I've had these two quotes in my head for a few weeks now.  I agree with both of them.  And yet sometimes I wonder, how do we know if we are trying to teach a fish to climb a tree?  And is that fair to the student?  If you have an absolutely brilliant swimmer, the best little swimmer you could ever hope for, how important is it if they ever climb that tree?  Is it a just a matter of training?  If I was just a better trainer, or worked harder, or was more committed, would I have the world's most amazing arboreal fish?  I began to feel frustrated by the entreaties from more experienced or more accomplished trainers to just keep at it when I hit stumbling blocks, to not lose faith.  If I keep a log book, if I make a training plan, if I write down my goals, if I videotape and review my sessions - if I trained like the pros, well, surely I couldn't fail.  It would be quitting to do otherwise.

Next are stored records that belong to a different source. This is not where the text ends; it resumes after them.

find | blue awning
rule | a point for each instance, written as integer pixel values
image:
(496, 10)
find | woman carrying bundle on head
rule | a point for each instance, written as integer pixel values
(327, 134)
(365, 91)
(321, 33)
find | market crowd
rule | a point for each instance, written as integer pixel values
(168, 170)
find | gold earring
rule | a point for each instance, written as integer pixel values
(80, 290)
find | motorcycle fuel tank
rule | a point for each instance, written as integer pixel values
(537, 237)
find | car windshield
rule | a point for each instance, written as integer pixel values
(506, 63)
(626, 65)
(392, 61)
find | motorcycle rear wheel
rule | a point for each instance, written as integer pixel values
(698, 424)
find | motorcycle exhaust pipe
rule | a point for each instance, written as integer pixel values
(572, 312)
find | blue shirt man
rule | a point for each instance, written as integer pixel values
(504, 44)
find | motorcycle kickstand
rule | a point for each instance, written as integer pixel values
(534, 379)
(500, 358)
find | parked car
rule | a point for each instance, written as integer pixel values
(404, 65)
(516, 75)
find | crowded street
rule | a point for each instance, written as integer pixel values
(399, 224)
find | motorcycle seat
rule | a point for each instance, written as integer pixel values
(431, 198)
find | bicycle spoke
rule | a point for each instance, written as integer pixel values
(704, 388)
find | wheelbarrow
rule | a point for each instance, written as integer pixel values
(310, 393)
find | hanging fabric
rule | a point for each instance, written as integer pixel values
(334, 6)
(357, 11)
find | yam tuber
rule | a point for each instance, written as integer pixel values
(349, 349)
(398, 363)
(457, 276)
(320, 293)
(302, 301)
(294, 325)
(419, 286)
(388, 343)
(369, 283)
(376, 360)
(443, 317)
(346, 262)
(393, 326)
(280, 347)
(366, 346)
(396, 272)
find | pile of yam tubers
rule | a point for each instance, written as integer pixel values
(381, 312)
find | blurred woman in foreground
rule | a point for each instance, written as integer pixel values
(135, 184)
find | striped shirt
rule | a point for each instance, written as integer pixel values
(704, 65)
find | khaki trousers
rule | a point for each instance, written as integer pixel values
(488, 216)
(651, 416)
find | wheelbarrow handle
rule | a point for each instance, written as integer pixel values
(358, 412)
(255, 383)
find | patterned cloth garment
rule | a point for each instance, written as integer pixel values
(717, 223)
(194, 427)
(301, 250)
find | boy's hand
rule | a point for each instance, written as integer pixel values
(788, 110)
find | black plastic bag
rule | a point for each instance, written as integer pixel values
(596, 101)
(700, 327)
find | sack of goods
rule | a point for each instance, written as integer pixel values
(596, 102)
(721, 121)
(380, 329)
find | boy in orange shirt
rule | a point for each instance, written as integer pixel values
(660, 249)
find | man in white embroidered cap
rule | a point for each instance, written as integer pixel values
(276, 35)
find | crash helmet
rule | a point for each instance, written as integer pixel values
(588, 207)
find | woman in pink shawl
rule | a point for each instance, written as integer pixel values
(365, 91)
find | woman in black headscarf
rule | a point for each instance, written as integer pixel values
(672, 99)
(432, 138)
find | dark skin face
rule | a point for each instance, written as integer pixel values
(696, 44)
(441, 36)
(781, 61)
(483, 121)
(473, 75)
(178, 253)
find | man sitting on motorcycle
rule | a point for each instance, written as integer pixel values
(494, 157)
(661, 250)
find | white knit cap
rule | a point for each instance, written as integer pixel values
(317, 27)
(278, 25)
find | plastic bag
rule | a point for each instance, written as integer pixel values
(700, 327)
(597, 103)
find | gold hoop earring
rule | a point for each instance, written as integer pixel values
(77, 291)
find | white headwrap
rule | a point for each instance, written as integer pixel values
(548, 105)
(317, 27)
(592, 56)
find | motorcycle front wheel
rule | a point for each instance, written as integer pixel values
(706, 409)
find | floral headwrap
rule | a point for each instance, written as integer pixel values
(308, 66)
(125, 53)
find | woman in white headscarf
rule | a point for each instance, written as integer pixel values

Or would it?  Would I be even more unfair if I continue on, urging that fish up that tree day after day?  Who is right?

I wrote these quotes down again yesterday, one above the other as they are here, and I finally noticed something.

"If you JUDGE a fish by its ability to climb a tree, it will spend its whole life believing it is stupid."

It does not say, "if you try to TEACH a fish to climb a tree . . ."

Maybe you can train that fish to climb one day.  And maybe it won't be exactly what you envisioned.  Maybe it will be a long process, with a lot of flopping around on the ground, and maybe when your fish makes it to the first branch you decide, well, good for him, and that is pretty amazing and you celebrate that. You celebrate everything you learned, and the fun you had along the way

The problem is if the climbing matters more to you than the fish does.  When you don't see your fish for the beautiful swimmer he is, when you forget the joy you feel watching him circle and dive, when you don't appreciate how very perfect he truly is, that is where you fail him.

Is it quitting if you decide he doesn't need to reach the highest tree-top in his lifetime?  Only you define and decide that.  When you become disappointed, when you get frustrated, when you find yourself wondering why you don't have a regular spider monkey on your hands - that is when I believe we have lost as trainers.

It is up to us what our goals are as trainers.  I believe in having lofty ones sometimes, and I believe in dreams.  As long as we are fair.  And as long as we always remember that the subject and the process matters more than any final product.

Because your fish will climb back down that tree, and you go home together.  You don't go home with the spectators, the classmates, the instructors.  The people telling you to use a different method.  The people telling you to go try a different tree.  The people telling you to get a squirrel next time.  Those people have never seen the way your fish glistens in the waves and the way the light reflects off his scales like a rainbow, and the love you feel for him every time you see that.

You go home with your perfect beautiful fish, who you know is the best swimmer and climber in the entire world.